Talmudisches

Vom Umgang mit Zitaten

Wer möchte nicht etwas zur Erlösung der Welt beitragen? Im Talmud (Megilla 15a) findet sich ein Tipp, wie dieses hehre Ziel ohne viel Mühe zu bewerkstelligen ist.

»Rabbi Elazar sagte im Namen Rabbi Chaninas: Wer etwas im Namen des Urhebers sagt, bringt der Welt Erlösung (Ge’ula), denn es heißt: ›Und Esther erzählte es dem König im Namen Mordechais‹ (Esther 2,22).«

Dieser Lehrsatz steht bereits in den Sprüchen der Väter: »Größer ist die Tora als Priestertum und Königtum. Das Königtum wird mit 30 Vorrechten, das Priestertum mit 24, die Tora aber durch 48 Dinge erworben« (6,6).

Jene 48 Dinge zählt dann die Barajta auf. Der letzte Punkt lautet: »Er sagt, was er von einem anderen gehört hat, im Namen dessen, von dem er es hörte. Du hast ja gelernt: Wer ein Wort im Namen dessen sagt, der es gesagt hat, bringt der Welt Erlösung, denn es heißt: ›Und Esther erzählte es dem König im Namen Mordechais‹.«

PLAGIAT Will uns diese Barajta einschärfen, es sei verboten, sich mit fremden Federn zu schmücken? Das Unerlaubte eines Plagiats ist doch selbstverständlich und gehört sicher nicht in eine Liste der 48 Dinge, durch die man die Tora erwirbt. Gegen welche Verhaltensweise wendet sich der paradoxerweise ungenannte Verfasser der Barajta?
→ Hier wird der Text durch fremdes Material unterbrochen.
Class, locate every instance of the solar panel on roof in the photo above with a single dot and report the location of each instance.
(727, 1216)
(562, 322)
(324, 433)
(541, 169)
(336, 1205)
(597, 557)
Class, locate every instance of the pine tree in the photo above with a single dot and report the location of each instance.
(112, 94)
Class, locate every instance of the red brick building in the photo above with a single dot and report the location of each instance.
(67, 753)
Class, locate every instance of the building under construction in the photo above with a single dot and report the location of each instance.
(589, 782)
Der Me’iri, Rabbi Menachem Ben Schlomo (1249−1315), erklärt, ein Redner solle sich nicht mit der Feststellung »Ich habe gehört, dass …« begnügen, sondern er solle die Quelle beim Namen nennen.

In der Praxis kommt es manchmal vor, dass man eine talmudische Sentenz anführen möchte, doch man erinnert sich nicht mehr, wer sie gesagt hat. Was soll man tun?
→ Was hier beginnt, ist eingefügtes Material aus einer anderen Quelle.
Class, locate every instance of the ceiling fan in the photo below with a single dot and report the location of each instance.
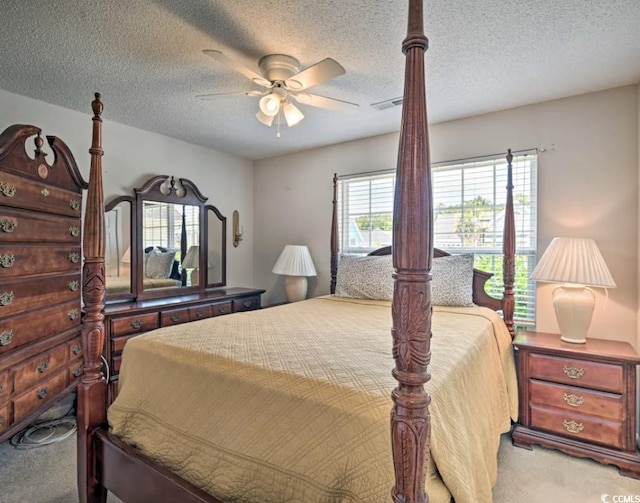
(284, 81)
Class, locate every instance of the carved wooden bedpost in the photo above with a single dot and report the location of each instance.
(334, 235)
(412, 256)
(509, 252)
(92, 387)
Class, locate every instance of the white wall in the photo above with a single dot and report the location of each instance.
(132, 156)
(588, 177)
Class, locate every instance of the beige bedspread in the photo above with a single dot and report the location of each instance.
(291, 404)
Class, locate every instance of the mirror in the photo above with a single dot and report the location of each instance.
(216, 247)
(118, 249)
(170, 244)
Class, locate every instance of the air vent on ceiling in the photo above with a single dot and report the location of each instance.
(383, 105)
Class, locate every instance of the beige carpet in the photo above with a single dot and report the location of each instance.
(48, 475)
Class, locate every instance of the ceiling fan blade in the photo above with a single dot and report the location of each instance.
(238, 67)
(315, 100)
(315, 74)
(209, 97)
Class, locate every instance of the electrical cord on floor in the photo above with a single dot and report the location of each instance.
(45, 433)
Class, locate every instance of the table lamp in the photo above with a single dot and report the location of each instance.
(577, 264)
(295, 263)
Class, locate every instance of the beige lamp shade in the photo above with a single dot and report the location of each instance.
(573, 260)
(295, 263)
(295, 260)
(577, 264)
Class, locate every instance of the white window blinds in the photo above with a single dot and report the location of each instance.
(469, 204)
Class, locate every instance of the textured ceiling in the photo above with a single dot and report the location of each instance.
(145, 56)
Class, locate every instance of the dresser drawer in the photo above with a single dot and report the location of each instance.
(74, 371)
(570, 398)
(580, 427)
(24, 260)
(22, 295)
(135, 324)
(246, 304)
(39, 368)
(222, 308)
(23, 329)
(174, 317)
(33, 227)
(22, 193)
(39, 395)
(5, 389)
(599, 376)
(200, 313)
(75, 348)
Rabbiner Jakob Breisch (1895−1976) schreibt in einem Responsum (Chelkat Jakow, Orach Chajim Nr. 46), dass man in einem solchen Fall sagen soll: »Chasal (unsere Weisen) sagen …«. Ist der Redner jedoch sicher, dass der Ausspruch zum Beispiel von Rabbi Akiva stammt, dann verlangt die Korrektheit, diesen Tannaiten zu nennen.

DIebstahl Der Talmud berichtet an mehreren Stellen, dass sich bestimmte Rabbinen ärgerten, als sie merkten, jemand trage ihre Lehrmeinung vor, ohne ihren Namen zu erwähnen. In unseren Tagen wurden immer wieder Fälle von Diebstahl geistigen Eigentums bekannt. So beklagte sich Rabbiner Menasche Klein (1924−2011) einmal über einen Plagiator: »Sogar einen Druckfehler hat dieser Autor abgeschrieben.«

Kehren wir zum oben zitierten Vers aus dem Buch Esther zurück. Wieso bringt derjenige der Welt Erlösung, der etwas im Namen des Urhebers sagt?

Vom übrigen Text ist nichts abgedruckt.